La mattina del 7 aprile del 1944 in una cella delle Nuove di Torino, una guardia urla quattro nomi: “Sandri, Lusano, Grill, Rostan!” Sono partigiani della val Pellice, della val Germanasca e della val Chisone catturati nel corso dell’Operazione Sparviero; sono destinati a un compito ingrato e sgradevole, quello di fare sparire il cadavere di un altro partigiano catturato nel corso della stessa operazione e morto sotto le sevizie, il cadavere di Emanuele Artom.

Artom era il commissario politico della V GL, era stato catturato anche lui nel corso della Operazione Sparviero mentre dalla val Germanasca cercava di raggiungere la val Pellice; c’era quasi riuscito ma arrivato a Prapic nel vallone Giulian, era stato sopraffatto dalla stanchezza e si era lasciato catturare dai tedeschi. Ruggero Levi, diciassette anni compiuti in quei giorni e suo amico devotissimo, scelse di restare con lui: deportato a Mannheim, gli sopravviverà.

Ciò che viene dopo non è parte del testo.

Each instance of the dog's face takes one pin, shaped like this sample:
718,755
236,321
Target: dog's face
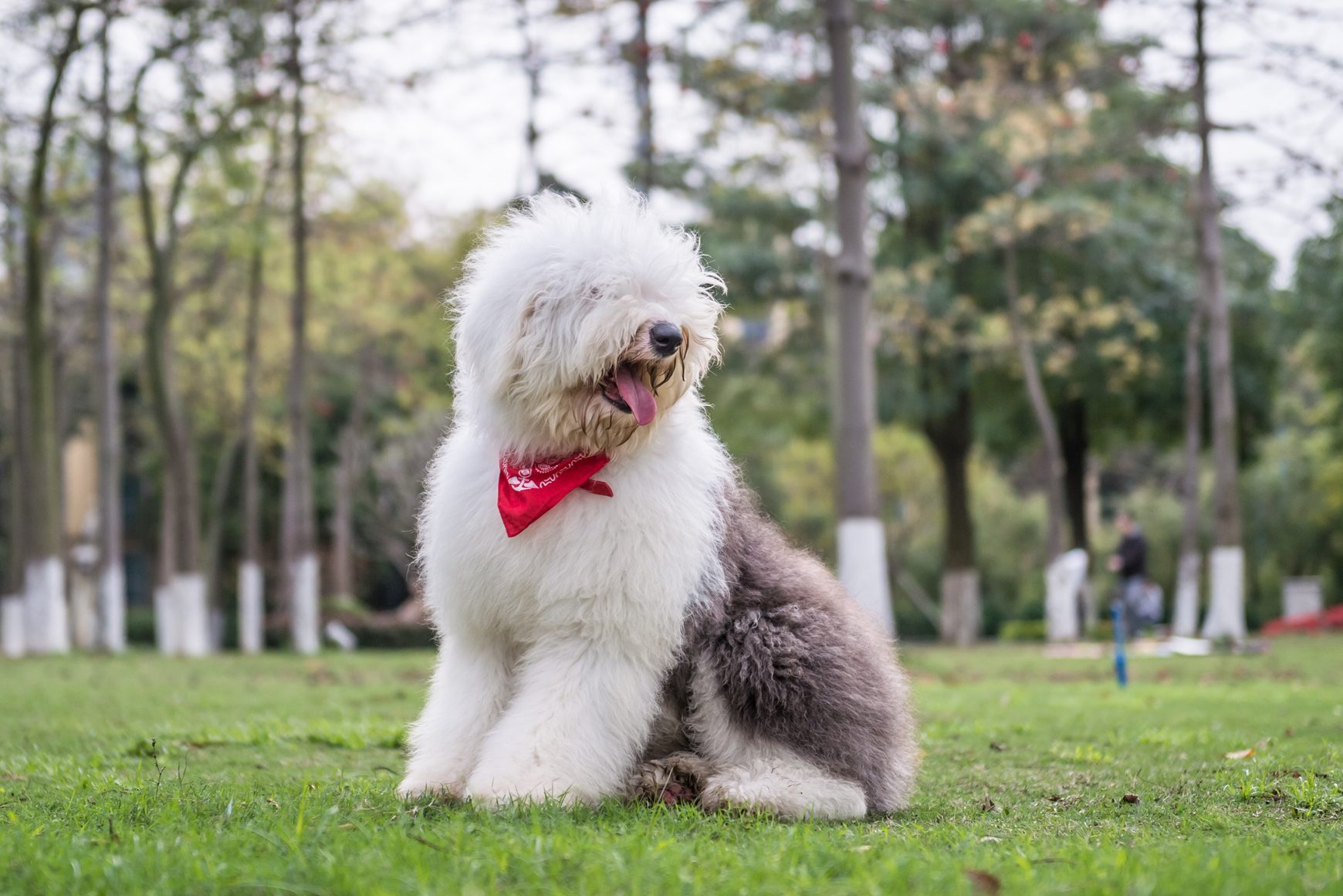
582,326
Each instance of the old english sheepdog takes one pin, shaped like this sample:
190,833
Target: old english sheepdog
615,616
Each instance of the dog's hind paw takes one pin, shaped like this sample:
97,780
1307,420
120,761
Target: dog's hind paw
676,778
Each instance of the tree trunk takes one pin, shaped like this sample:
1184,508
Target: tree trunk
861,536
252,598
46,600
214,543
1040,409
350,453
1185,618
12,634
185,591
531,181
112,580
167,627
1063,585
299,536
950,435
12,627
1074,444
1226,605
641,56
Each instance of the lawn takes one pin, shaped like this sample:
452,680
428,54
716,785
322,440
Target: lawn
143,774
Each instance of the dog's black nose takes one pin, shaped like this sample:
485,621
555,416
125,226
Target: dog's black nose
665,339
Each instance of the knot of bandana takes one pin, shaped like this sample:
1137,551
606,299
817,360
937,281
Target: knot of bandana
526,493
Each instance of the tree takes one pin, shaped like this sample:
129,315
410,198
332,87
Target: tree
252,587
862,546
183,602
112,580
299,527
45,607
641,56
1185,616
1226,600
15,440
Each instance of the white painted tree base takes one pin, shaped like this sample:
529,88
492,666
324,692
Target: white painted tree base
112,609
252,607
192,614
46,617
1226,594
83,610
1185,616
11,627
165,620
862,567
305,607
962,617
1064,580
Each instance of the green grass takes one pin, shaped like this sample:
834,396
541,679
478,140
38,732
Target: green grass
141,774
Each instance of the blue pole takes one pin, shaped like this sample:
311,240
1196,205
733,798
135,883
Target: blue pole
1116,614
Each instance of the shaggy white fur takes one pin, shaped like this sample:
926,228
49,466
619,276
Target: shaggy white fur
555,645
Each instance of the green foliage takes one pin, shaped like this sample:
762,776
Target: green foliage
277,773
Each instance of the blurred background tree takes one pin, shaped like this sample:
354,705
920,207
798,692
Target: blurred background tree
1033,130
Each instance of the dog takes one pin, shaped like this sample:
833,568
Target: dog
615,616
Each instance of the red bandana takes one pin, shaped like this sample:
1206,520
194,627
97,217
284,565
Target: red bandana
526,493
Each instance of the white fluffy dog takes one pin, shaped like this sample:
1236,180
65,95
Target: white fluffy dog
614,614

Emanuele aveva un fisico piccolo e gracile che forse lo destinava già in partenza a soccombere prima o poi da partigiano in montagna; era uno studente, un intellettuale, dal punto di vista militare doveva addirittura essere d’intralcio, ma non era quella la sua missione. La sua missione era costruire la coscienza civile e democratica di giovani passati alla lotta partigiana sì, ma nutriti fin dalla nascita di idee razziste, nazionaliste e autoritarie. Compito a cui pur nella brevità della sua Resistenza si dedicò con grande lucidità e dedizione lasciando in tutti una traccia indelebile.

E soprattutto Artom era un ebreo, e questo lo rese una preda speciale per i suoi aguzzini, che in quei pochi giorni intercorsi tra la cattura e la morte si accanirono a seviziarlo, vessarlo e umiliarlo.

Qualcosa di quello che fascisti e tedeschi furono capaci di fare a Emanuele Artom ce lo ha raccontato Gino Sandri, il partigiano Ming, un garibaldino catturato in alta val Luserna dopo la battaglia di Pontevecchio, che si trovò ad essergli vicino

Questo il suo racconto. Siamo nella caserma degli Airali di Luserna, è il 25 marzo del 1944.

Nel pomeriggio arrivò l’ebreo, si chiamava Emanuele Artom, lo avevano catturato in Val Germanasca, commissario politico di una brigata Giustizia e Libertà. […] Piccolo allampanato, con grosse scarpe da montagna, calzettoni, pantaloni alla zuava, giacca a vento, quelli delle SS lo accusavano di torture. Ci fecero credere che applicava per mezzo di piccoli imbuti di carta alle unghie piccoli quantitativi di polvere da sparo, che poi incendiava per farle saltare. Inaudito. Il viso gonfio dalle percosse, Emanuele venne obbligato ad ogni cosa più umiliante, tra uno spintone, uno sputo, un calcio. Ridevano divertiti, dimentichi di essere prigionieri ridevamo anche noi dell’ebreo: con le mani lavò tutti i gabinetti della caserma, con le mani raccolse tutto lo sterco dei muli nel cortile. Ogni sorta di angheria fu riservata all’Artom.
Emanuele aveva raccolto da terra qualcosa che sembrava un chiodo, al tedesco che aveva visto fece pensare che volesse svenarsi, d’un balzo gli fu addosso, gli strappò quel ferro dalle mani e mentre diceva «Tu morirai per nostra mano», con un tremendo ceffone improvviso, lo fece ruzzolare due o tre metri lontano. Subì cose tremende, tu Artom la medaglia l’hai presa?
Frattanto il Rossi Walter stava iniziando il suo calvario: il calvario del Cristo fu poca cosa al confronto…

Walter Rossi, “Zanzara”, diciannovenne garibaldino addetto alla infermeria di Rorà. Catturato nel corso della battaglia di Pontevecchio per essersi attardato a nascondere i feriti all’arrivo dei tedeschi; ebreo anche lui, al vedere le sevizie inflitte ad Artom si era autodenunciato. Verrà fucilato a Pian del Lot pochi giorni dopo.

Artom e Rossi furono dileggiati, messi alla berlina da tutti, per disprezzo al Rossi gli furono tagliati i capelli intorno alla nuca e dalle orecchie tagliuzzate dalle forbici perdeva sangue. Poi andarono a prendere un mulo che fecero montare dall’Artom, mentre il Rossi teneva le briglie, scattarono tante fotografie per eternare quel cimelio di guerra, […] per spedire in Germania le loro bravate.